The quasi-genre spin that repackages the signature style and formalism of Greek cinematic eccentricities happens to be the welcomed novelty in Apples. Nikou utilizes the instantly recognizable poetics and trademarks of New Greek Wave as a ready-made aesthetics. His authorship contributes to reframing the trademark style into at least two strands of social commentary, although Apples despite the stark minimalism offers more allegorical interpretations.
The first line stems from the plot directly. As social media served as a platform re-construct personal identities to create a completely virtual and fictional one, Aris doesn't have this privilege.
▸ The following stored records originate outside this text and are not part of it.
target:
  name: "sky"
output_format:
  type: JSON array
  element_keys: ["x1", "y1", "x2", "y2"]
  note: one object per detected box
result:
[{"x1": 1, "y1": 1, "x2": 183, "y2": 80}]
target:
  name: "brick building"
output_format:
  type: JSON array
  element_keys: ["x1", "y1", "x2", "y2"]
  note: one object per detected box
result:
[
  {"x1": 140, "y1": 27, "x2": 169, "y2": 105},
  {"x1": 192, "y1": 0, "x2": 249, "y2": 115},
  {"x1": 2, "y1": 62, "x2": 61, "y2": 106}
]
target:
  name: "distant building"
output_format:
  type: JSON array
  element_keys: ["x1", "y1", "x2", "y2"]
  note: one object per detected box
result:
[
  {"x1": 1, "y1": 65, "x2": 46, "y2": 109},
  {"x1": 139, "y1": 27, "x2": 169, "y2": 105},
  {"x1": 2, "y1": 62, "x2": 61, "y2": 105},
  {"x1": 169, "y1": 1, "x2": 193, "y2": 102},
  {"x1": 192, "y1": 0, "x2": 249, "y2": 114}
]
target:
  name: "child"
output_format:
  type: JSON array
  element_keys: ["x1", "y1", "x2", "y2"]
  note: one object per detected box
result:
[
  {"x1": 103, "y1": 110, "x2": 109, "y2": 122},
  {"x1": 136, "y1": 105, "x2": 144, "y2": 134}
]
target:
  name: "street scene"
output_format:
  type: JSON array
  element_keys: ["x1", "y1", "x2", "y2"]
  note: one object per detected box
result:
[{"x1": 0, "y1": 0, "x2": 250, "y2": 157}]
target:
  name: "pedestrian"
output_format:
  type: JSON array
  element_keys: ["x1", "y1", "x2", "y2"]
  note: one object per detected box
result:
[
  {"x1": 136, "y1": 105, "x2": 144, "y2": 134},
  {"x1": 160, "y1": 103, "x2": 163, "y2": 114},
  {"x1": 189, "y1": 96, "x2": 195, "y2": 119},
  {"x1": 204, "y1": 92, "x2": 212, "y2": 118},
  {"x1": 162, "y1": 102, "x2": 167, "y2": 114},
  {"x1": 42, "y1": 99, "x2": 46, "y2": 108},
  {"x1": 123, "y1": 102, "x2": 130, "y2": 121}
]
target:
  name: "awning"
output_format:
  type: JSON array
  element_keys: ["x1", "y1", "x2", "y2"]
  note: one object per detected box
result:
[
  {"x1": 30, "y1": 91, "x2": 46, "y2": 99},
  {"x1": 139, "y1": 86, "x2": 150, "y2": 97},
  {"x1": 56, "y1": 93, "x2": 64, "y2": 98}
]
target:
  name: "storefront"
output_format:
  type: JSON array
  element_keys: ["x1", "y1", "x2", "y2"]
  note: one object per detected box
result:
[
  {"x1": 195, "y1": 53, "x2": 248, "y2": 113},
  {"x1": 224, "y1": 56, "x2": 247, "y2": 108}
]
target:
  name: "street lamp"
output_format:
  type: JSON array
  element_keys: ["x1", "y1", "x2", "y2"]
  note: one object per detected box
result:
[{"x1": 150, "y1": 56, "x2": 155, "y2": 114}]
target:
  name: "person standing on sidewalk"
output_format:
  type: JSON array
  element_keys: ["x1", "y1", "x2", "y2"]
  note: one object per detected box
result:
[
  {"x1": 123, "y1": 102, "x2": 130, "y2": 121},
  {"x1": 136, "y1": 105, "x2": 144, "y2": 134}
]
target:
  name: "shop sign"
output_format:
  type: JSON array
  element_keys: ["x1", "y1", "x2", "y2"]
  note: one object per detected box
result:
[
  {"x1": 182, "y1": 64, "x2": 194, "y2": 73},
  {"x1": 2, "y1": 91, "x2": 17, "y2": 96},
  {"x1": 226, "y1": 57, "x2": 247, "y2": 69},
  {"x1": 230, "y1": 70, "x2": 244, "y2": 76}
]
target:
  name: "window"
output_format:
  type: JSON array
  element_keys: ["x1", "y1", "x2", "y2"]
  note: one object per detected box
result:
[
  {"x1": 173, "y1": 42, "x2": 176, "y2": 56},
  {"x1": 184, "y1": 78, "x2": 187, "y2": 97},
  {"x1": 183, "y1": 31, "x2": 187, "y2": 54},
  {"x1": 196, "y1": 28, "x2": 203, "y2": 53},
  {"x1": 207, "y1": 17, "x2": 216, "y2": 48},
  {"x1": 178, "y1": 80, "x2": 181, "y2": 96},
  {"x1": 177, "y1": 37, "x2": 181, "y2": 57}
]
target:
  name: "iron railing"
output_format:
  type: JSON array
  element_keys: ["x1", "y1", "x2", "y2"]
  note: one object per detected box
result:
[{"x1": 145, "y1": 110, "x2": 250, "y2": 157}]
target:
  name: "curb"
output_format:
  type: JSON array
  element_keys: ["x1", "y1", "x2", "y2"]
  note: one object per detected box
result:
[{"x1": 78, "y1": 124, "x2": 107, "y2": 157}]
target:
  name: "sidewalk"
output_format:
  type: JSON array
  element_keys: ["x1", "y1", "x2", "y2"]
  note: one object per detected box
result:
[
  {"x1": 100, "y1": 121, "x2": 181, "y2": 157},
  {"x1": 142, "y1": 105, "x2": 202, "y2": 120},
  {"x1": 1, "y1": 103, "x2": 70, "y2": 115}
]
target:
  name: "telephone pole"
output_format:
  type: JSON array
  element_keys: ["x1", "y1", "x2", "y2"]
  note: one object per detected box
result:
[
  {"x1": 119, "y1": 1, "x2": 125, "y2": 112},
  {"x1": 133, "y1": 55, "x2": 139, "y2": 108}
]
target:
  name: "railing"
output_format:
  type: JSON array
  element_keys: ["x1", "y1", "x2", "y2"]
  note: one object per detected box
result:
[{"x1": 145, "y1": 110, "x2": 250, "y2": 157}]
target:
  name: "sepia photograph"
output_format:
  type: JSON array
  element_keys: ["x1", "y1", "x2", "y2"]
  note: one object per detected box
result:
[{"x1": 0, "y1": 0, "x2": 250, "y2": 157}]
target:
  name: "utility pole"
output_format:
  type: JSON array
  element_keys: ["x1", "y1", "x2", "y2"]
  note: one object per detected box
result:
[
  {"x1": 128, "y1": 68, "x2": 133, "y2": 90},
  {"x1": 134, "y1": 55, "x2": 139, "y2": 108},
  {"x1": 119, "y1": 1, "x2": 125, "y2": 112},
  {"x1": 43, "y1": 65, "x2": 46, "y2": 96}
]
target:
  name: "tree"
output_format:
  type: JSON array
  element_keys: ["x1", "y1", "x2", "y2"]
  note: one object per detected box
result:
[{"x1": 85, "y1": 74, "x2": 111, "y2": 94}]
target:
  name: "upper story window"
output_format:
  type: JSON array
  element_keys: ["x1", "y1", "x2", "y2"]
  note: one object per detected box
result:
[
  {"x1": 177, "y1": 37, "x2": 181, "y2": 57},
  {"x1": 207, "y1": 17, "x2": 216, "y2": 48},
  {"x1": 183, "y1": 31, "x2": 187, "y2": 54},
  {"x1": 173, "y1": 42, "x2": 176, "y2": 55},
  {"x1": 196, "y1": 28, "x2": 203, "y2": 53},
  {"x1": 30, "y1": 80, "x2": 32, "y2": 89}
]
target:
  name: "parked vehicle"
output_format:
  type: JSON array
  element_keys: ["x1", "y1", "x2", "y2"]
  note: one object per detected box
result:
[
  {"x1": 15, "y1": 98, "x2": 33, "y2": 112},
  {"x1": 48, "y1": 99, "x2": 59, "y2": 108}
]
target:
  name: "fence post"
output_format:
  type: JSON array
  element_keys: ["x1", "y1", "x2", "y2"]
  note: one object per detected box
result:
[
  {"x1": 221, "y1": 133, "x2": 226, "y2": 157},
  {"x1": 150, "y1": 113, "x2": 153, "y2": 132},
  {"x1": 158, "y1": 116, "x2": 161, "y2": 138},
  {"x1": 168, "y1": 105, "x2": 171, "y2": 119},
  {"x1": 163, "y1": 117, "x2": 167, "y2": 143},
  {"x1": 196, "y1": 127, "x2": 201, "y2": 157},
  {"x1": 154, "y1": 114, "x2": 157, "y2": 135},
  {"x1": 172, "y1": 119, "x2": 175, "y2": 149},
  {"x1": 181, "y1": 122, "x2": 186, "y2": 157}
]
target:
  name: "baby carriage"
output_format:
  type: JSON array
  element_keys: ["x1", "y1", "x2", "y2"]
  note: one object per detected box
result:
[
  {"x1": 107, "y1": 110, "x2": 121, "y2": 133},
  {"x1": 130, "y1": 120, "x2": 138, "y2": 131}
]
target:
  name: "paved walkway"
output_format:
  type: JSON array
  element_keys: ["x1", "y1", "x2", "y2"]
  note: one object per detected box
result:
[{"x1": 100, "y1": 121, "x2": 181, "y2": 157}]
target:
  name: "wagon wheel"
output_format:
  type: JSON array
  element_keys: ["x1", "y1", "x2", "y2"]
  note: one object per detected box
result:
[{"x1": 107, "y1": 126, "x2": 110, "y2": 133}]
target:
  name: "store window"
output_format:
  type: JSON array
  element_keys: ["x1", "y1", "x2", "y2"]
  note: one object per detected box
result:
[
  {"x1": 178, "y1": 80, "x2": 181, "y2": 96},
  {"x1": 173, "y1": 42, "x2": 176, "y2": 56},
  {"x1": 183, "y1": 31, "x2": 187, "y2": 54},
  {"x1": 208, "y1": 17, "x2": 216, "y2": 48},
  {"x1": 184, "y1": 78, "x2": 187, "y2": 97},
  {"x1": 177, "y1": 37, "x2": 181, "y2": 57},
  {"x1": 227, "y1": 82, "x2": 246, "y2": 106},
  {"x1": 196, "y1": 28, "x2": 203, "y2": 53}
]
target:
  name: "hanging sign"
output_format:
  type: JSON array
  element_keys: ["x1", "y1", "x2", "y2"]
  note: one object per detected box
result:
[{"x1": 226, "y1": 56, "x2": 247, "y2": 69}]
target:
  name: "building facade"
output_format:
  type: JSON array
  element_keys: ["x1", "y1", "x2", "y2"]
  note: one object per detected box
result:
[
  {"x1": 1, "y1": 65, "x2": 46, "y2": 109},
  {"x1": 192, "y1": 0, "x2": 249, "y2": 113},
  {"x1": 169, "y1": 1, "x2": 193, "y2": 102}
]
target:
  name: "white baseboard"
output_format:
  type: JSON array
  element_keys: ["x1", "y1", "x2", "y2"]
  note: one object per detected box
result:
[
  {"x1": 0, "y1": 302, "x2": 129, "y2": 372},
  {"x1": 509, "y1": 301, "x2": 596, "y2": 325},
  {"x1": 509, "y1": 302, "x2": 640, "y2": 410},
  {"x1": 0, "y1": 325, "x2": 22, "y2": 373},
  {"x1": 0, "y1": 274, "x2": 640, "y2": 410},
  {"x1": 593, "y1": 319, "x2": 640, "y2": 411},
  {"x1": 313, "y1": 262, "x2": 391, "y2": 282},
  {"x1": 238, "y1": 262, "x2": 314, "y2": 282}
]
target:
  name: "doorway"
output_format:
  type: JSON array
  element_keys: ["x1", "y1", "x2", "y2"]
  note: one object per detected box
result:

The strange case of his obliterated personality takes an analog process, most likely a result of mental breakdown.
The protagonist's bout of amnesia resembles a self-defensive mechanism, which may be a case for others. The trope of pandemics and indisputable existentialist undertones turns Apples into a tongue-in-a-cheek rendition of worn-out apocalyptic genre in retro-nostalgic coating.
The other line of interpretation relates directly to the world-building of the bygone era when time flew slowly, as mankind did not live under a constant barrage of information. As if possessing the charm of silent movies, the practically anachronistic nature of Apples creates conflicting pleasure of alienation and nostalgia. While they exert the effect ambiguously at once, soothing and abrasion of story and style operate consequentially, alternating between one another.
Apples is more than just a blast from the recent past in terms of the analog era and New Greek Wave. Nikou proceeds naturally to a generation evolution pushing the formalism to new territory while reducing the shock-therapy impact without betraying the dark comedy roots of his cinematic ancestors. The director is eating the apple of New Greek Wave and having it too. It is a fantastic encore of admired cinema that seemed exhausted and its generational expansion.
The film Apples heralds the arrival of new talent. Nikou is already working on his follow-up project, Fingernails, an English-language feature being prepared with his Apples' writing partner Stavros Raptis, working alongside Manchester playwright and screenwriter Sam Steiner.